El informe comienza definiendo los conceptos de «responsable» y «encargado del tratamiento» para determinar si la comunicación de datos constituye una cesión. Según la ley, no se considera comunicación de datos cuando un tercero accede a ellos para prestar un servicio al responsable del tratamiento. El responsable del fichero es quien decide sobre la finalidad, contenido y uso del tratamiento, mientras que el encargado del tratamiento actúa por cuenta del responsable sin decidir sobre la finalidad de los datos.
El informe destaca que la figura del encargado del tratamiento se aplica cuando un tercero realiza operaciones sobre los datos sin decidir sobre su finalidad. Sin embargo, en el caso planteado, la residencia de mayores tiene una relación directa con los usuarios, seleccionándolos y facturándoles, lo que la convierte en responsable del tratamiento. Por lo tanto, la comunicación de datos al Ayuntamiento no se basa en la relación de encargado del tratamiento, sino que constituye una cesión de datos.
Para que esta cesión sea conforme a la ley, debe sujetarse al régimen general de comunicación de datos, que exige el consentimiento previo del interesado, salvo en casos excepcionales. Una de estas excepciones es cuando la cesión está autorizada por una ley. En este caso, el contrato de gestión de servicios públicos y la normativa vigente permiten al Ayuntamiento acceder a los datos para asegurar la correcta prestación del servicio y ejercer sus competencias de control.

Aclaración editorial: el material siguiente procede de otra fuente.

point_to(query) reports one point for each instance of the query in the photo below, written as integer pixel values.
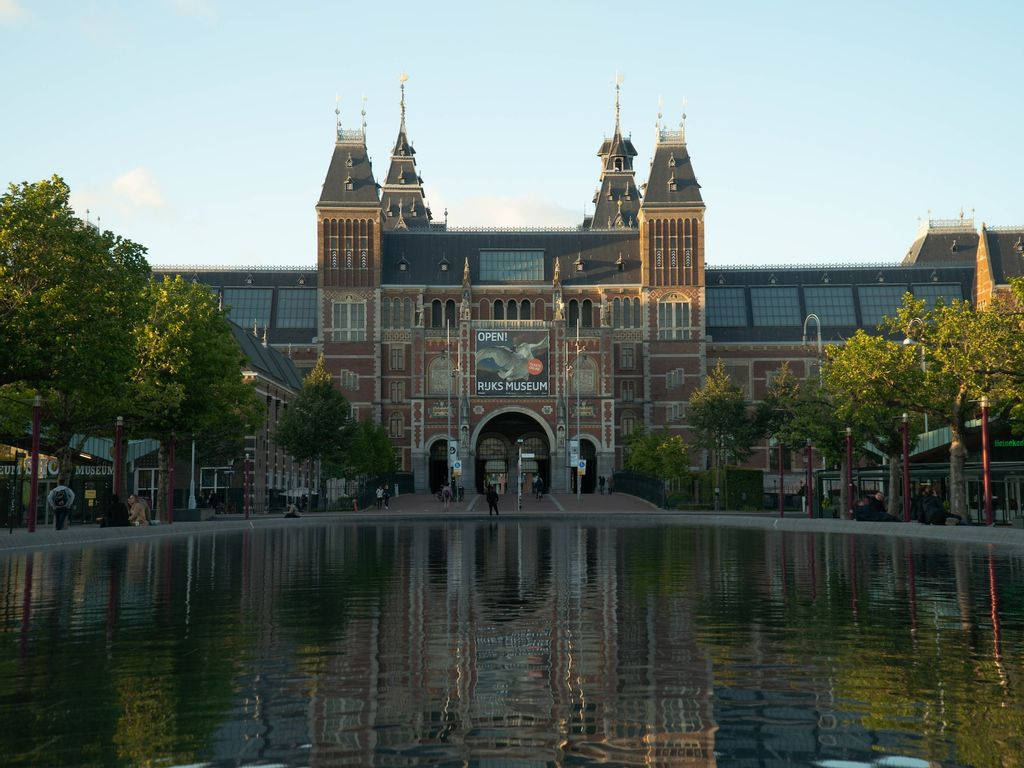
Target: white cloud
(202, 9)
(505, 211)
(10, 11)
(137, 188)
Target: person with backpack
(60, 500)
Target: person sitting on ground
(934, 512)
(138, 513)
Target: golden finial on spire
(401, 86)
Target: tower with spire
(616, 201)
(402, 201)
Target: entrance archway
(497, 452)
(437, 465)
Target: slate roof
(864, 290)
(266, 360)
(423, 254)
(349, 167)
(1006, 253)
(944, 244)
(671, 181)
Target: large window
(349, 321)
(673, 320)
(932, 291)
(775, 305)
(296, 307)
(833, 304)
(726, 307)
(511, 266)
(249, 306)
(879, 301)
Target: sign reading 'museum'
(512, 364)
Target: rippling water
(512, 644)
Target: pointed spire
(401, 101)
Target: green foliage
(371, 452)
(658, 454)
(317, 424)
(720, 419)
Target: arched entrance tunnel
(498, 453)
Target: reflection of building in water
(518, 645)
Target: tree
(721, 422)
(187, 378)
(317, 425)
(70, 296)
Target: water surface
(512, 644)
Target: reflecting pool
(514, 644)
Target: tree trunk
(895, 486)
(957, 458)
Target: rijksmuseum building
(488, 336)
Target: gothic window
(349, 321)
(673, 320)
(438, 376)
(587, 313)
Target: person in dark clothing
(117, 513)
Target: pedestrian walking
(60, 500)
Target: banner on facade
(512, 364)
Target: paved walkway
(620, 509)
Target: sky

El informe concluye que la cesión de datos al Ayuntamiento está amparada por la normativa vigente, siempre y cuando se respeten los principios de proporcionalidad y adecuación establecidos en la Ley Orgánica 15/1999. La comunicación de datos debe ser adecuada a la finalidad para la que se efectúa, en este caso, el control del cumplimiento de las obligaciones contractuales. Además, el Ayuntamiento, al recibir los datos, se obliga a observar las disposiciones de la ley, aunque no necesariamente debe crear un fichero con el mismo nombre que el del cedente.